Военные действия развернулись на двух направлениях: во-первых, на севере, в Ростовской и Суздальской земле, а во-вторых, на юге, в Поднепровье. Оба этих региона относились к сфере преимущественных интересов князя Юрия Владимировича Долгорукого.
Началась же война с того, что обделенный дядьями Изяслав вознамерился захватить Ростовскую и Суздальскую землю, оставленную Юрием Долгоруким. В этом его поддержал старший брат, Всеволод Новгородский. Осенью 1134 года «ходи Всеволод с новгородьци, хотя брата своего посадити Суждали», — читаем в Новгородской Первой летописи старшего извода{82}. (Суздальский летописец выразился определеннее: «Иде Мстиславичь Всеволод и Изяслав на Ростов…») Однако поход этот оказался неудачным. Всеволод лишь с большим трудом уговорил новгородцев участвовать в нем. Еще 2 июня, «в суботу Пянтикостьную» (то есть в канун Пятидесятницы, или Троицына дня), в Новгороде произошли столкновения между сторонниками и противниками «Суздальской войны», и дело дошло до смертоубийства: «почаша мълъвити о Сужьдальстеи воине… и убиша мужь свои, и съвьргоша и с моста…» Чем объясняется столь жестокий раскол в новгородском обществе, неизвестно. Правда, одну причину, кажется, назвать можно. Намерение новгородского князя Всеволода Мстиславича разорвать мир с дядей, великим князем Ярополком Владимировичем, решительно осудил киевский митрополит грек Михаил (он занял митрополичью кафедру весной или летом 1130 года). По свидетельству Никоновской летописи, митрополит наложил «запрещение» (то есть епитимию, церковное наказание) на весь Новгород, что привело в замешательство и князя, и новгородского епископа Нифонта, и всех новгородцев. Пришлось снаряжать в Киев целое посольство во главе с игуменом новгородского Юрьева монастыря Исайей и послом Якуном Иванковым{83}. Но в то время, когда посольство только собиралось в путь, то есть уже осенью, войско все же выступило в поход.

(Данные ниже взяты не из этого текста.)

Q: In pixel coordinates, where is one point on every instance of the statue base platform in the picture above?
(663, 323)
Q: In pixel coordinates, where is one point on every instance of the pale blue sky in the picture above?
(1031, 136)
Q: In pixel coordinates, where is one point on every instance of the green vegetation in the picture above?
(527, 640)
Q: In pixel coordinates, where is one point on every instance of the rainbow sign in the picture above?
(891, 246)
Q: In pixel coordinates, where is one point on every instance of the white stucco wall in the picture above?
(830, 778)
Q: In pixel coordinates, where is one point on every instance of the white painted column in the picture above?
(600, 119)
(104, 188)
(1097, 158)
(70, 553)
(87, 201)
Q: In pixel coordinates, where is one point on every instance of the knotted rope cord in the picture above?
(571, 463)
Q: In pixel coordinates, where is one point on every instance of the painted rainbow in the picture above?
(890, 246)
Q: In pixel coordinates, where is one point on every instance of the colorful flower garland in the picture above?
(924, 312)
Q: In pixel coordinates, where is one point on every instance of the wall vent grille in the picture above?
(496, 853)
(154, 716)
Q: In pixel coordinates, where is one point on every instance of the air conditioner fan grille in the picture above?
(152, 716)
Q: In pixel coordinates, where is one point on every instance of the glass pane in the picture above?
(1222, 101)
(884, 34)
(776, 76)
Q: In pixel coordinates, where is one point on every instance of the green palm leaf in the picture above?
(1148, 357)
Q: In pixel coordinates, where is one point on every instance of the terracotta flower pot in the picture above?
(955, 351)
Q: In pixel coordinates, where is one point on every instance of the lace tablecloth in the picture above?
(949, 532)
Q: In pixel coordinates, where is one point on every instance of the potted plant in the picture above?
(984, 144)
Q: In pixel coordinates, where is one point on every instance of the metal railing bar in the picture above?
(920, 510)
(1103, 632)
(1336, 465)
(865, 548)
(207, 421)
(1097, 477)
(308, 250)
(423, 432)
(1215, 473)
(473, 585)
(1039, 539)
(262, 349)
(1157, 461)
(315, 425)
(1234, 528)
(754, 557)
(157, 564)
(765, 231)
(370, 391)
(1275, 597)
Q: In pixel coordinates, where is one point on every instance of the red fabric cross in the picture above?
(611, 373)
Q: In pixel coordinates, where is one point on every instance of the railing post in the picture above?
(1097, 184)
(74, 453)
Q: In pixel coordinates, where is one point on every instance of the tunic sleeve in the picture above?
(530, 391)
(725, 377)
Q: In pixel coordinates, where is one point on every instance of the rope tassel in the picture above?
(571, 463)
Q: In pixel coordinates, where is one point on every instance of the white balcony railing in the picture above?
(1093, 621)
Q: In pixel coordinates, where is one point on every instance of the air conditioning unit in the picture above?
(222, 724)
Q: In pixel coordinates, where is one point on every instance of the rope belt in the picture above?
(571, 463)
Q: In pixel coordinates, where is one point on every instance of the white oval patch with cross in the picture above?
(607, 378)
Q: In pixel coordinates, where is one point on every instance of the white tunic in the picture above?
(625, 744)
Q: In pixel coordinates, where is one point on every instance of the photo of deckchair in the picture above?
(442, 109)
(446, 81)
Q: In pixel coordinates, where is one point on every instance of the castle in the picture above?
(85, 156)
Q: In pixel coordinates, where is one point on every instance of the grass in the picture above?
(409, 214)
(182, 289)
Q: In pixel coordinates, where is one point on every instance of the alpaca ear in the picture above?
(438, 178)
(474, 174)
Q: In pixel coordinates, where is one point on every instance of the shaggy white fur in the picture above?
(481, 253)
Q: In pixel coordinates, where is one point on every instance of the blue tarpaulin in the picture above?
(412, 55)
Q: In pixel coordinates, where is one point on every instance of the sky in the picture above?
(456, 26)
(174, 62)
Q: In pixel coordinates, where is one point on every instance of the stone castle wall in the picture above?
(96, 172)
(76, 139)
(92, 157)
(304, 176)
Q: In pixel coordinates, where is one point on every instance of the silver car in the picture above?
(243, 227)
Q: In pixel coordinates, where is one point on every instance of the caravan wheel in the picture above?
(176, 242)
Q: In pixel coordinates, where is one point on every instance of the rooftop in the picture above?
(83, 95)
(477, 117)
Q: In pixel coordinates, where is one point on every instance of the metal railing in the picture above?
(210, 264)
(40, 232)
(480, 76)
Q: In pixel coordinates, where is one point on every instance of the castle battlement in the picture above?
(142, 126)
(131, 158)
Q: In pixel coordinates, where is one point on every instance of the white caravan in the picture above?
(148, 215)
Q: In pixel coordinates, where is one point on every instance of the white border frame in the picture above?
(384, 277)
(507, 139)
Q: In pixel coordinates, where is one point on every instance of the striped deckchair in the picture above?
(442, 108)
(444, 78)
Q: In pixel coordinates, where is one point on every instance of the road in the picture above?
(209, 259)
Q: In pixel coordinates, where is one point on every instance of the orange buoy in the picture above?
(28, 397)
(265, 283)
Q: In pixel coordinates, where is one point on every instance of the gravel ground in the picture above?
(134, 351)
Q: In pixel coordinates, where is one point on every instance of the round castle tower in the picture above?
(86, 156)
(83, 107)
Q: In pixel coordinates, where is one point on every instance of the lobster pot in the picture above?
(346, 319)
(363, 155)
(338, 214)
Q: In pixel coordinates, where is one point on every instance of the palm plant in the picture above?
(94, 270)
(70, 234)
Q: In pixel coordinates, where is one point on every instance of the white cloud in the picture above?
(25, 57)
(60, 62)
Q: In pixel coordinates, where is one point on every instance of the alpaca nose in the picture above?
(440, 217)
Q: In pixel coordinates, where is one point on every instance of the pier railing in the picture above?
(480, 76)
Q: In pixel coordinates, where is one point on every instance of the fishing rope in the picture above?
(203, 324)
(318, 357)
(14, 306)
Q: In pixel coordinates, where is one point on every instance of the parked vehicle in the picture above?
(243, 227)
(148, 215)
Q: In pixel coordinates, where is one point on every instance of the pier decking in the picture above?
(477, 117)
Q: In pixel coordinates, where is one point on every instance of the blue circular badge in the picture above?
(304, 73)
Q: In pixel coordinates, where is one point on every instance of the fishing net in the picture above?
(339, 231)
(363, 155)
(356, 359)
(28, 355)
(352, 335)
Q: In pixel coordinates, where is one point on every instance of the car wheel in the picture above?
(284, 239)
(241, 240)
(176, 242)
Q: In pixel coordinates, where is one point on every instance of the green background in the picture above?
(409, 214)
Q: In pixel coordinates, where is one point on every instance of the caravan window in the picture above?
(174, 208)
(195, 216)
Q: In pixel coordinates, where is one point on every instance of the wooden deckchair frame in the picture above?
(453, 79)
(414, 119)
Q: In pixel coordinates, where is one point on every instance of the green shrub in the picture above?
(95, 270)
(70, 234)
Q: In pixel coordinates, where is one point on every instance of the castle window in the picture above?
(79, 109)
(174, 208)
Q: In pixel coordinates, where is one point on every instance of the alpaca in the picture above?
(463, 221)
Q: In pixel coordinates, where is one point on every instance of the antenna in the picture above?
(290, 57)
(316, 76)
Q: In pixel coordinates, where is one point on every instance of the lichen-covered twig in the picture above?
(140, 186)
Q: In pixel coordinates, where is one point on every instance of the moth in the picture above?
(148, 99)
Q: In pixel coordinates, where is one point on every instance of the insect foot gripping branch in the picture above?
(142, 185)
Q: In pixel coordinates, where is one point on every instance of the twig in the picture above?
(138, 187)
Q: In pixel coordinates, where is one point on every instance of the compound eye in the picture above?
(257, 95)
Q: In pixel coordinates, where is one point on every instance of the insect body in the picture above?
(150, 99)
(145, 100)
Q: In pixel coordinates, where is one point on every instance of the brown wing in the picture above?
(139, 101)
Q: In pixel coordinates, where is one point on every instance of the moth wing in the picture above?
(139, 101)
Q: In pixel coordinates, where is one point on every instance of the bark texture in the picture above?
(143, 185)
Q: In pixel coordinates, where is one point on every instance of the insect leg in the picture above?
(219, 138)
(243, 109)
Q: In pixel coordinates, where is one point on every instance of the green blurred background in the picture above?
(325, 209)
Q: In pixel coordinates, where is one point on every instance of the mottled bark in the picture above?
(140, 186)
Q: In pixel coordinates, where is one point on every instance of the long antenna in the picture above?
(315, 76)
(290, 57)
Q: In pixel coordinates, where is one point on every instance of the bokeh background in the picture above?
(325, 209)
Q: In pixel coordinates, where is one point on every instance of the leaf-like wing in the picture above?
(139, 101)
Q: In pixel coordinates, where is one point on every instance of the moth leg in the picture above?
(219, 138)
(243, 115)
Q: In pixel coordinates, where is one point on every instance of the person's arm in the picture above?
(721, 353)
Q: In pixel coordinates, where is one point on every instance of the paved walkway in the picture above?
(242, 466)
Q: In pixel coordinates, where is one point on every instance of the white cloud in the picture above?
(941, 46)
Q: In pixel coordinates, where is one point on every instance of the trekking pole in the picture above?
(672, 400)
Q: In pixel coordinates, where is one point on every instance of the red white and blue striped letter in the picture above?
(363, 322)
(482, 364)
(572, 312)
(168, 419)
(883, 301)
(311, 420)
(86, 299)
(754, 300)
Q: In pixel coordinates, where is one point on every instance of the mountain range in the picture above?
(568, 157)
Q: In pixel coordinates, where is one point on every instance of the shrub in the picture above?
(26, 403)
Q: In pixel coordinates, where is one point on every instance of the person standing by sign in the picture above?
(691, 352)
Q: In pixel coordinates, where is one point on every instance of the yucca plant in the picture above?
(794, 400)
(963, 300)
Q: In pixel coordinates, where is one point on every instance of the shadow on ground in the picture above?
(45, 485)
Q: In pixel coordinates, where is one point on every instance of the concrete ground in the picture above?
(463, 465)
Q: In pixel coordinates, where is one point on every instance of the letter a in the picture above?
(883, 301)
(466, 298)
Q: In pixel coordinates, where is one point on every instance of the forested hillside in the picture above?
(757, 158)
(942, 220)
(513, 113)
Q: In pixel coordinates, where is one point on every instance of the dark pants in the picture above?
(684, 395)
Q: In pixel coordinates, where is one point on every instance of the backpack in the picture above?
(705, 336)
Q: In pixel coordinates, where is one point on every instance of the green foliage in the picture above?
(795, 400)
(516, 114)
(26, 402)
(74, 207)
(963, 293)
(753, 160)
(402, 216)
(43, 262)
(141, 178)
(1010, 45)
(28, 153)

Страсти, однако, не улеглись и после этого. Новгородцы двигались по Волге, но дошли лишь до устья Дубны, правого притока Волги. Здесь созвали вече, на котором было принято решение повернуть обратно. Там же, в походе, новгородцы отняли посадничество у Петрилы Микульчича (сторонника князя Всеволода) и передали его другому видному боярину Иванку Павловичу, «мужу храбру зело». Это не означало принципиального отказа воевать. Просто в условиях всеобщего шатания и нестроения в войске продолжать военные действия не имело смысла.